I was surprised when she returned with the drawings which indicated that it could be removed with two fingers.
She does this by inserting the index finger under the bottom of the prosthesis.
Securing it with the middle finger she is able to remove it chopstick style.
This is possibly a bit advanced for first time artificial eye manipulators.
She was good enough to draw a second set of drawings demonstrating the use of a suction cup.
Making an Artificial Eye Fifth Visit
While it is possible to finish an artificial eye in four visits, we generally make a fifth appointment.
There is usually an adjustment to be made before we are happy.
While we say fifth and final visit we may bring people back if further adjustments are to be made.
We also bring people back after a week to ensure the prosthesis has settled in well.
It is important that if you have any problems with your artificial eye, you should contact your Ocularist.
There is a lot of work that goes into making an artificial eye and problems can generally be resolved with a minor adjustment.
Beautiful Ava was born with micro ophthalmia (a small under-developed eye).
At 8 months we fitted a conformer shell over her small blind eye.
This is done to help expand the bone structure around the eye socket.
Shortly after this we made up a coloured haptic lens to improve the aesthetic quality of the eye.
Ava’s mother Tracy contributed her story to our website at Geelen.com.au.
Tracy shares her experience of when Ava was born, and what she has learnt about Microphthalmia.
Maintenance of an Eye Prosthesis
There is a PDF that can be downloaded and printed regarding the information on maintenance of an eye prosthesis. Basically the advice is to wear the prosthesis until it requires cleaning.
This is generally once a month. People who take their eye prosthesis out on a daily basis tend to have a lot more problems with comfort.
There is an oily substance in your tears which will coat the prosthesis this takes approximately two days. When the prosthesis is coated, the eye socket no longer recognises the eye as a foreign body and will stop producing moisture to flush it out.
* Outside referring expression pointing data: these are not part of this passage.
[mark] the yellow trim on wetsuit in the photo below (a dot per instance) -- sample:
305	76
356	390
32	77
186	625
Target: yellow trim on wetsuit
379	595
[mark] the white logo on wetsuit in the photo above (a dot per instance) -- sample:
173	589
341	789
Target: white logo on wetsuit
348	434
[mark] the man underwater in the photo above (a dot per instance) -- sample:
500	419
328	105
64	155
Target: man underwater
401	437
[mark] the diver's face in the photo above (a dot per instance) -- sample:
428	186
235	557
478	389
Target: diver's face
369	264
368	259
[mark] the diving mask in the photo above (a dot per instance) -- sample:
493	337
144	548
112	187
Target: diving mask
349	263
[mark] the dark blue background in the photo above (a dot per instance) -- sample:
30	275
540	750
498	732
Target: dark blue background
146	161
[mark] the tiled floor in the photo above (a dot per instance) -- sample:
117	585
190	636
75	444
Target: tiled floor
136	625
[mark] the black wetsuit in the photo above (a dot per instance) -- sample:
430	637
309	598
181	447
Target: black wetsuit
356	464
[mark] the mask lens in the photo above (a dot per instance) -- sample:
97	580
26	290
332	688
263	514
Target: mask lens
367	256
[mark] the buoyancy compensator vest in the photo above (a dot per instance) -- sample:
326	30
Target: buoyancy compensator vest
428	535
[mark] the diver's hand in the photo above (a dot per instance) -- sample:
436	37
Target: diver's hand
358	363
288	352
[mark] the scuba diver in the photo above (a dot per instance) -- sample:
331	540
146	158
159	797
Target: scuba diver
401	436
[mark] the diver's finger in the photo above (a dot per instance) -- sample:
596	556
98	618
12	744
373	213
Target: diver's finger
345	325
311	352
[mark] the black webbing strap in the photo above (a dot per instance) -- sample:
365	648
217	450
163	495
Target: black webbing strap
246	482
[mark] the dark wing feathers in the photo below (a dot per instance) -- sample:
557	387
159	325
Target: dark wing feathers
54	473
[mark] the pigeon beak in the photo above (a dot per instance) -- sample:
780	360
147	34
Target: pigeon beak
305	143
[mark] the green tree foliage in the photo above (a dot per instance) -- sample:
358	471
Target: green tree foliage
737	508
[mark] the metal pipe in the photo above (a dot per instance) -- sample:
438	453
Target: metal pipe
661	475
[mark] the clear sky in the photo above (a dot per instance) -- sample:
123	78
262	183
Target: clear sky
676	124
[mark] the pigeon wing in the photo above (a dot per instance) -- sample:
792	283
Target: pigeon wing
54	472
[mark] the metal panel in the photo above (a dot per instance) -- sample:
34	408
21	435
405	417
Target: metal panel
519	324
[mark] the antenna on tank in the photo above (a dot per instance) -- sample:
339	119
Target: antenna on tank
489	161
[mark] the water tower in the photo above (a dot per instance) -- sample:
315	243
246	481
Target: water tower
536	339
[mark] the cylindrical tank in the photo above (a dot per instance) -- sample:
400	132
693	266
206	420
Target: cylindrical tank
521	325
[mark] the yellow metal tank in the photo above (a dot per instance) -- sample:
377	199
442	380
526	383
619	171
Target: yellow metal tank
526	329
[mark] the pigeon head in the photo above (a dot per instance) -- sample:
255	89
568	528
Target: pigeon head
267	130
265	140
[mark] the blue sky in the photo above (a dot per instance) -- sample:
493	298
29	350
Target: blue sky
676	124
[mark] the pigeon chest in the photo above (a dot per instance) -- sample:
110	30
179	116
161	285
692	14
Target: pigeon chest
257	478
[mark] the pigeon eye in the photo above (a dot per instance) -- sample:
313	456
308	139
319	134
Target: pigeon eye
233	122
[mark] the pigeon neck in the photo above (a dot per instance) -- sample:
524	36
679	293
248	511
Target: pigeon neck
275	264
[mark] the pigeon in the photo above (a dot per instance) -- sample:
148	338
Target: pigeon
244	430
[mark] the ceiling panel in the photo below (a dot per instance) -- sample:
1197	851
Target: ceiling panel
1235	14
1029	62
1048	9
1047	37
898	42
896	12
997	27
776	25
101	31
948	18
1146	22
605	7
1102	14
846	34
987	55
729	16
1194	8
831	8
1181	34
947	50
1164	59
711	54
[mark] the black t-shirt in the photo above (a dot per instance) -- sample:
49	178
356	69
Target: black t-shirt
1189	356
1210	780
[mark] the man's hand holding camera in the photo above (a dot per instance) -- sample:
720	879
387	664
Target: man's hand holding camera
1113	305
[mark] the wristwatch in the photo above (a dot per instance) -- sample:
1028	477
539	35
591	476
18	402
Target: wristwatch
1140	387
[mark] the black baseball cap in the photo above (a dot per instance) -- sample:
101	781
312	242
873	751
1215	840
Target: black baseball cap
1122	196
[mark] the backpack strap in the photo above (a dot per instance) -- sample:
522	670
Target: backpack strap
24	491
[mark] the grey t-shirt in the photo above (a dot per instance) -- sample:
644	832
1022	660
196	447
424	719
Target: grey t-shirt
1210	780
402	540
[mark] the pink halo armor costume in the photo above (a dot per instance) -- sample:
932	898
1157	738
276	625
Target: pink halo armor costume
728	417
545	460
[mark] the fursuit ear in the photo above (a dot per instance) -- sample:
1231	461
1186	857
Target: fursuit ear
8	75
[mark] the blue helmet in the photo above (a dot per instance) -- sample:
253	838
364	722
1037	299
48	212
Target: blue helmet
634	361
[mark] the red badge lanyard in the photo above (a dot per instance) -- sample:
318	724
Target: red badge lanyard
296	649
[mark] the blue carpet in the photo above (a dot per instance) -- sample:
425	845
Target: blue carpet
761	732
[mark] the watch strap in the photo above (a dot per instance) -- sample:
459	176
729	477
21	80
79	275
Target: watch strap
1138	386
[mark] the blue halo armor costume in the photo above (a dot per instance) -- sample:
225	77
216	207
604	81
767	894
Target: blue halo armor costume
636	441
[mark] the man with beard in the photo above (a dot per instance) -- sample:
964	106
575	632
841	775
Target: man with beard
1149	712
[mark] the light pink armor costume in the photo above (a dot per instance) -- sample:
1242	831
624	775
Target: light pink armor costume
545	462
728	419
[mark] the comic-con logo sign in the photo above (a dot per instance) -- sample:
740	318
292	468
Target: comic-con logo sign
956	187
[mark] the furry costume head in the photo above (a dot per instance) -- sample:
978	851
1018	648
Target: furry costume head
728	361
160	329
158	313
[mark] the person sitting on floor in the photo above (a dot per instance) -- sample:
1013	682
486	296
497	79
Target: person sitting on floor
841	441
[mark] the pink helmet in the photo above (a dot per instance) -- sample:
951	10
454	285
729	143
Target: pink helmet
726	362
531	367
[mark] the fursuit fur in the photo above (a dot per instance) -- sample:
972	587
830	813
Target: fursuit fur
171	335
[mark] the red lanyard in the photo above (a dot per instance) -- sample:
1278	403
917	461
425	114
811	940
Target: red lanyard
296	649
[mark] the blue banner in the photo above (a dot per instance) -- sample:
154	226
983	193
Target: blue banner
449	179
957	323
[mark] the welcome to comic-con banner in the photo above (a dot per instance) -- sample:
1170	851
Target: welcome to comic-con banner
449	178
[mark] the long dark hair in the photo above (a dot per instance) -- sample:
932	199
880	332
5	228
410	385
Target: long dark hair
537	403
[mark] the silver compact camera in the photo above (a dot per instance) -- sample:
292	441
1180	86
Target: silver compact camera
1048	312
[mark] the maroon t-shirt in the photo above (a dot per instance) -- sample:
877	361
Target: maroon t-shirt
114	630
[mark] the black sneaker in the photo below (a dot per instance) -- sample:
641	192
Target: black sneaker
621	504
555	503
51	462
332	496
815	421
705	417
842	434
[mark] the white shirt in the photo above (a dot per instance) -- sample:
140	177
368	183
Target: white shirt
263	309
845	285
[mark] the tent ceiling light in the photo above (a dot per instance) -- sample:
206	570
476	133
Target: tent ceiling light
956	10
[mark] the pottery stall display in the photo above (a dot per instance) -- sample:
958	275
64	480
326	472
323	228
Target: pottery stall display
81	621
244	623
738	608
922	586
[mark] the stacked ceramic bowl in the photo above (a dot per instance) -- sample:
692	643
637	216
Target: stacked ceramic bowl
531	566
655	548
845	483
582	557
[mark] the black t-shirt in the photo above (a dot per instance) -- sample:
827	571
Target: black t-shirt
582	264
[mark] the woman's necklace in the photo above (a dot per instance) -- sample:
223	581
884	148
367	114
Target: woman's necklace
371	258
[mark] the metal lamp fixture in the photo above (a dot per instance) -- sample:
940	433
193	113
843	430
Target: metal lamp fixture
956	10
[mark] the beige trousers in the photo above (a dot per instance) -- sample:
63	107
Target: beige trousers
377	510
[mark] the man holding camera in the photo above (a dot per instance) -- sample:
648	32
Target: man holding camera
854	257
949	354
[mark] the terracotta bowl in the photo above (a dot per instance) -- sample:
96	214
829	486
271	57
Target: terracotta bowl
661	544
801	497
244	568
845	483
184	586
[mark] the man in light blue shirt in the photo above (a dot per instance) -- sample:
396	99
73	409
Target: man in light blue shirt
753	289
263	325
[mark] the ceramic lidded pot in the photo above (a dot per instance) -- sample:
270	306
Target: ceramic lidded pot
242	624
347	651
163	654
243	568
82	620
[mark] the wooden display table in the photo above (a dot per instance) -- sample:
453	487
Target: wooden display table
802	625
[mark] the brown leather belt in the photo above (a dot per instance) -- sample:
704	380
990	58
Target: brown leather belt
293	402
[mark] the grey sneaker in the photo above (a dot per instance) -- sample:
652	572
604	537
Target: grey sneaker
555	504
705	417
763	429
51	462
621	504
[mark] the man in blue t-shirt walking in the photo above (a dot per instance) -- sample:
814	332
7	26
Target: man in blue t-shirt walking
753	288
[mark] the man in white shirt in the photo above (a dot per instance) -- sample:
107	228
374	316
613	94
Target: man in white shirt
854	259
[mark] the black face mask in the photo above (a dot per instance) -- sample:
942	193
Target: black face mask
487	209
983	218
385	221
Do NOT use alcohol products to clean the prosthesis.
If you leave a prosthesis in alcohol over night it will dissolve.
Toothpaste was recommended back in the day but the chemicals used in toothpaste today will damage the plastics.
An eye prosthesis cannot be Autoclaved
Cleaning the eye prosthesis
I recommend cleaning the prosthesis with a wet tissue under the tap. This will adequately remove any protein build up. There are products available for hard contact lenses which are available from your pharmacy.
Sonicbrite have produced an ultrasonic cleaner which is very effective for cleaning the prosthesis.
You should have your eye prosthesis professionally polished annually. This removes any small scratches and protein build up.
It also restores the natural shine which makes the prosthesis more comfortable and aesthetically pleasing. If you are having any trouble with your eye, such as, scratches or irritation, please consult your Ocularist more often.